[ClusterLabs] Antw: Expected recovery behavior of remote-node guest when corosync ring0 is lost in a passive mode RRP config?

Scott Greenlese swgreenl at us.ibm.com
Tue Mar 7 11:28:57 EST 2017


Ulrich,

Thank you very much for your feedback.

You wrote, "Could it be you forgot "allow-migrate=true" at the resource
level or some migration IP address at the node level?
I only have SLES11 here..."

I know for sure that the pacemaker remote node (zs95kjg110102) I mentioned
below is configured correctly for pacemaker Live Guest Migration.
I can demonstrate this using the 'pcs resource move' CLI :

I will migrate this "remote node" guest (zs95kjg110102) and resource
"zs95kjg110102_res" to another cluster node
(e.g. zs95kjpcs1 / 10.20.93.12) , using the 'pcs1' hostname / IP which is
currently running on zs93kjpcs1 (10.20.93.11):

[root at zs95kj ~]# pcs resource show |grep zs95kjg110102_res
 zs95kjg110102_res      (ocf::heartbeat:VirtualDomain): Started zs93kjpcs1

[root at zs93kj ~]# pcs resource move zs95kjg110102_res zs95kjpcs1

[root at zs93kj ~]# pcs resource show |grep zs95kjg110102_res
 zs95kjg110102_res      (ocf::heartbeat:VirtualDomain): Started zs95kjpcs1

## On zs95kjpcs1,  you can see that the guest is actually running there...

[root at zs95kj ~]# virsh list |grep zs95kjg110102
 63    zs95kjg110102                  running

[root at zs95kj ~]# ping 10.20.110.102
PING 10.20.110.102 (10.20.110.102) 56(84) bytes of data.
64 bytes from 10.20.110.102: icmp_seq=1 ttl=63 time=0.775 ms

So, everything seems set up correctly for live guest migration of this
VirtualDomain resource.

What I am really looking for is a way to ensure 100% availability of a
"live guest migratable" pacemaker remote node guest
in a situation where the interface (in this case vlan1293) ring0_addr goes
down.  I thought that maybe configuring
Redundant Ring Protocol (RRP) for corosync would provide this, but from
what I've seen so far it doesn't
look that way.    If the ring0_addr interface is lost in an RRP
configuration while the remote guest is connected
to the host using that ring0_addr, the guest gets rebooted and
reestablishes the  "remote-node-to-host" connection over the ring1_addr,
which is great as long as you don't care if the guest gets rebooted.
Corosync is doing its job of preventing the
cluster node from being fenced by failing over its heartbeat messaging to
ring1, however the remote_node guests take
a short term hit due to the remote-node-to-host reconnect.

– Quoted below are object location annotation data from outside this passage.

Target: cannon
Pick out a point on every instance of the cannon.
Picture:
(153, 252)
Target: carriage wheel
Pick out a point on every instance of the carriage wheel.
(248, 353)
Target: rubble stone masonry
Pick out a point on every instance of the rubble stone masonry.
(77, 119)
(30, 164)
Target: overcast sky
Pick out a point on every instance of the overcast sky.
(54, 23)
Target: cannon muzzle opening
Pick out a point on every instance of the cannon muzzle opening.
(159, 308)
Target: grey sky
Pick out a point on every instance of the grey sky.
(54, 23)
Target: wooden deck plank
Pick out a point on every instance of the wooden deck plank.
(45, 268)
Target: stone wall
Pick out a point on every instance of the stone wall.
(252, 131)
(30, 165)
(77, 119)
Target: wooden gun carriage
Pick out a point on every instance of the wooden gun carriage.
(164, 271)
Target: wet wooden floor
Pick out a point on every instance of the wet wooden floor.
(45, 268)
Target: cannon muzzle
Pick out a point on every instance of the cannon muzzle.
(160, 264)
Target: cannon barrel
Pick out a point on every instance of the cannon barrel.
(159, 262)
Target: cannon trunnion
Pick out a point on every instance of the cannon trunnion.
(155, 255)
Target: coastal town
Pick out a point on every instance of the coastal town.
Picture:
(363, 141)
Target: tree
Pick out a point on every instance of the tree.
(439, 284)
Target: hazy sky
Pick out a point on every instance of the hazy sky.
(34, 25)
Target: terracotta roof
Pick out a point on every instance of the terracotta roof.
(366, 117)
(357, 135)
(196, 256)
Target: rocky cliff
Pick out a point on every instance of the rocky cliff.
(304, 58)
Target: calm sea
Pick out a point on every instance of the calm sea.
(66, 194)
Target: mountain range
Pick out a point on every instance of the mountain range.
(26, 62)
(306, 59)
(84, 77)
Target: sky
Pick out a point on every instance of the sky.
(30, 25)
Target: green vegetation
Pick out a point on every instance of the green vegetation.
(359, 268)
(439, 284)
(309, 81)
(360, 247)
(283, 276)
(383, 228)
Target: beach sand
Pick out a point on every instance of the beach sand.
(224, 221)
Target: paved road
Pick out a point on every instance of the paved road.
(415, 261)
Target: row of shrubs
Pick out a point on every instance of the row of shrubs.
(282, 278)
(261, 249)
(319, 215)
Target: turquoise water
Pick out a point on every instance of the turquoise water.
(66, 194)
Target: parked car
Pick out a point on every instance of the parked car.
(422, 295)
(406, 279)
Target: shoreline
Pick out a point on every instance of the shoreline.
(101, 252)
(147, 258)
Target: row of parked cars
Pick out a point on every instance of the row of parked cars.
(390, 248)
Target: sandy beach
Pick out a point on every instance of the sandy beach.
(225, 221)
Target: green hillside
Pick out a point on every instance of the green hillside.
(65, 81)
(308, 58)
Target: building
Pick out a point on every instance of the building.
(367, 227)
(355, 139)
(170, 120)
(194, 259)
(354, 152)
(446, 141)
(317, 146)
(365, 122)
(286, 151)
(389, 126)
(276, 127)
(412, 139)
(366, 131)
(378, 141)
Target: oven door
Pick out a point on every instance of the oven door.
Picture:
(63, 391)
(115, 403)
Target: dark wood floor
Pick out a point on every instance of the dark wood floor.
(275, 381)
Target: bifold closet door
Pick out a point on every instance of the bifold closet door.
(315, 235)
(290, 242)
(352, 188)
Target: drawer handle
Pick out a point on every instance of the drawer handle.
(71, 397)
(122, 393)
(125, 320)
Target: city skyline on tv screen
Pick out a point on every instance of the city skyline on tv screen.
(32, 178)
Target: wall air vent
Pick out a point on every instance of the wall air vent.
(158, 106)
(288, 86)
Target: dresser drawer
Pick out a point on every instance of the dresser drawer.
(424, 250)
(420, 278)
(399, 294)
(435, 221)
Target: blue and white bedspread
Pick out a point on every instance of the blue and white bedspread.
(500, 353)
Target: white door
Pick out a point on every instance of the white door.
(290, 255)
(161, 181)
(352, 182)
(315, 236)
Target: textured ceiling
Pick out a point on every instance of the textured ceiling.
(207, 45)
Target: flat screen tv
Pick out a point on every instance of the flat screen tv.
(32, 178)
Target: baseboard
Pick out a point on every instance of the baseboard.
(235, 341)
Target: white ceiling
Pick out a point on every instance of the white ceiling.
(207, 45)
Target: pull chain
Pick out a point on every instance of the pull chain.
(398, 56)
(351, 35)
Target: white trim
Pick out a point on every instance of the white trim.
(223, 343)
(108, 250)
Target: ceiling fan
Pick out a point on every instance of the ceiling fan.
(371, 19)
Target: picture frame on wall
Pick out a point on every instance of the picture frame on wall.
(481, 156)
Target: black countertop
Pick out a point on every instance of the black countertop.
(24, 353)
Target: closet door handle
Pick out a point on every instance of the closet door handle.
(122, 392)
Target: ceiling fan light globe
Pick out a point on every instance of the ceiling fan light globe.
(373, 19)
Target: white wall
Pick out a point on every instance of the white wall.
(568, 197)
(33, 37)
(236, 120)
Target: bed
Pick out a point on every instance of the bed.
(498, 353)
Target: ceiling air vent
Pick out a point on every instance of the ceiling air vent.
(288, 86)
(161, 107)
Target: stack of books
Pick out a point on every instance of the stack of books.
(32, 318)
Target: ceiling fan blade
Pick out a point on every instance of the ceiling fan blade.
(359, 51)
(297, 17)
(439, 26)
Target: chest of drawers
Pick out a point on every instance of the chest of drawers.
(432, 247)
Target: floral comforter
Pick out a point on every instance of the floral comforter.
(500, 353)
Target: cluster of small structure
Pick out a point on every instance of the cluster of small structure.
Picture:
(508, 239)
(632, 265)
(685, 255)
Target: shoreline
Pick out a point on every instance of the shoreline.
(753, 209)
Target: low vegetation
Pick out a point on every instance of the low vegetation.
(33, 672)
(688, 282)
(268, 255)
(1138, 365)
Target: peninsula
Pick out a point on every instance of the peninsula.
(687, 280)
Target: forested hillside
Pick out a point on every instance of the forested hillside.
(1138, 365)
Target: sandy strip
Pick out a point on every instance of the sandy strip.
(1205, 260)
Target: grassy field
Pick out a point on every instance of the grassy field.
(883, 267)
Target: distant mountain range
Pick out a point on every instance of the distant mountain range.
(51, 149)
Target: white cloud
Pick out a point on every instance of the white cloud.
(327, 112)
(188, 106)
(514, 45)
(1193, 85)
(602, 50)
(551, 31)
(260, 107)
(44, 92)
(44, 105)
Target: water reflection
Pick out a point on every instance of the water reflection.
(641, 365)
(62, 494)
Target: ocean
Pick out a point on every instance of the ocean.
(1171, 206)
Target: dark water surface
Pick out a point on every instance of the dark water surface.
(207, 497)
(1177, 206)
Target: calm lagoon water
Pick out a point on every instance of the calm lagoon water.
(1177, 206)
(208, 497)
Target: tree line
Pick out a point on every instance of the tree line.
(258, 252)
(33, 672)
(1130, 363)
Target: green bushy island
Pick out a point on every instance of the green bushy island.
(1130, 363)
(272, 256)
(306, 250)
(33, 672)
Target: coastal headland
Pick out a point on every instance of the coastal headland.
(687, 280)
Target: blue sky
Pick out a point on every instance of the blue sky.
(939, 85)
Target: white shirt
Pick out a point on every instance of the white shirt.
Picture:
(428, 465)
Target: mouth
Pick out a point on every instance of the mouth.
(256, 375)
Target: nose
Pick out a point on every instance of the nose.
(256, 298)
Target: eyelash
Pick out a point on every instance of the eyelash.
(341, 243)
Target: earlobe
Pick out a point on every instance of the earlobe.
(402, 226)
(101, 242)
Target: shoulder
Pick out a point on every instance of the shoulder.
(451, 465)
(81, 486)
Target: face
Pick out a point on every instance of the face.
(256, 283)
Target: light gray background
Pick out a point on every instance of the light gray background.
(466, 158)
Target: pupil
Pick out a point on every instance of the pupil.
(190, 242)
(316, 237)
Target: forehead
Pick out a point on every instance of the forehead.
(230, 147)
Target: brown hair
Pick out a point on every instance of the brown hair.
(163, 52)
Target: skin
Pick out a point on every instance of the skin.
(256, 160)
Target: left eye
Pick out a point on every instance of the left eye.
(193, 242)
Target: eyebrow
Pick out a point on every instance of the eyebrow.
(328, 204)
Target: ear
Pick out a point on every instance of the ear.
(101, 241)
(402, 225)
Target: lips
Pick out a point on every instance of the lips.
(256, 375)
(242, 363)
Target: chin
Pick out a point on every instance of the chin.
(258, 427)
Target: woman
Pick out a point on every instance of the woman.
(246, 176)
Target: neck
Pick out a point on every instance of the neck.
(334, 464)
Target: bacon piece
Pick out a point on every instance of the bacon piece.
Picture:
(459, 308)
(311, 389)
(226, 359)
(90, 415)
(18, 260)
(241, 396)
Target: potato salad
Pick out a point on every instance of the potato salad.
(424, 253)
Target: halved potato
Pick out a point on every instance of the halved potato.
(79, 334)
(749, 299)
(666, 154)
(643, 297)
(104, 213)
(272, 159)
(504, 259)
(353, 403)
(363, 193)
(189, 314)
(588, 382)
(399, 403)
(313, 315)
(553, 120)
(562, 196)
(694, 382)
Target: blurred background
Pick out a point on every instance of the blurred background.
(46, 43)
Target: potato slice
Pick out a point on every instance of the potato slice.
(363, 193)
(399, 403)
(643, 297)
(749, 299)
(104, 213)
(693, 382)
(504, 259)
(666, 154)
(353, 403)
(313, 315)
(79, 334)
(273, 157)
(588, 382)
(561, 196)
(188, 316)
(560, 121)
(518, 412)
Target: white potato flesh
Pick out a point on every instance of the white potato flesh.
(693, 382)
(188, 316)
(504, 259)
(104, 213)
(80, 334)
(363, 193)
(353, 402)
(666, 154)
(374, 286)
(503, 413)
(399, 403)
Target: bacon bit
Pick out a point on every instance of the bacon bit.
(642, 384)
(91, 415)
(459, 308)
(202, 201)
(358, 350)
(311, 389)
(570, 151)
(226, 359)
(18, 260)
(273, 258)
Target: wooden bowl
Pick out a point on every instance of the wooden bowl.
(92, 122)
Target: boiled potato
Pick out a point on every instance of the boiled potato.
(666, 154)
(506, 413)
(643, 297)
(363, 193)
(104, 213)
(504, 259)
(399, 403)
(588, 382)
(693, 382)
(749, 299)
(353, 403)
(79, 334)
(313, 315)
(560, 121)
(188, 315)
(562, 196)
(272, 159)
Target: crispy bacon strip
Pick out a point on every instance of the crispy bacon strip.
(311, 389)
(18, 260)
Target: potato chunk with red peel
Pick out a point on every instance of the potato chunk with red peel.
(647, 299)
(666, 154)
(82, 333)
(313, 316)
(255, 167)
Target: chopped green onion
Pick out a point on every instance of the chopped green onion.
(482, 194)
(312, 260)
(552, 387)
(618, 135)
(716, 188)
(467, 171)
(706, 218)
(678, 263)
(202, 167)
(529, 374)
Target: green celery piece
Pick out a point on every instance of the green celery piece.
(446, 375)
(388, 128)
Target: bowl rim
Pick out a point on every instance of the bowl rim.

In the event of a ring0_addr failure, I don't see any attempt by pacemaker
to migrate the remote_node to another cluster node,
but maybe this is by design, since there is no alternate path for the guest
to use for LGM (i.e. ring0 is a single point of failure).
If the guest could be migrated over an alternate route, it would prevent
the guest outage.

Maybe my question is... is there any way to facilitate an alternate Live
Guest Migration path in the event of a ring0_addr failure?
This might also apply to a single ring protocol as well.

Thanks,

Scott Greenlese ... KVM on System Z - Solutions Test, IBM Poughkeepsie,
N.Y.
  INTERNET:  swgreenl at us.ibm.com




From:	"Ulrich Windl" <Ulrich.Windl at rz.uni-regensburg.de>
To:	<users at clusterlabs.org>
Date:	03/02/2017 02:39 AM
Subject:	[ClusterLabs] Antw: Expected recovery behavior of remote-node
            guest when corosync ring0 is lost in a passive mode RRP config?



>>> "Scott Greenlese" <swgreenl at us.ibm.com> schrieb am 01.03.2017 um 22:07
in
Nachricht
<OFFC50C6DC.1138528D-ON002580D6.006F49AA-852580D6.00740858 at notes.na.collabserv.c

m>:

> Hi..
>
> I am running a few corosync "passive mode" Redundant Ring Protocol (RRP)
> failure scenarios, where
> my cluster has several remote-node VirtualDomain resources running on
each
> node in the cluster,
> which have been configured to allow Live Guest Migration (LGM)
operations.
>
> While both corosync rings are active, if I drop ring0 on a given node
where
> I have remote node (guests) running,
> I noticed that the guest will be shutdown / re-started on the same host,
> after which the connection is re-established
> and the guest proceeds to run on that same cluster node.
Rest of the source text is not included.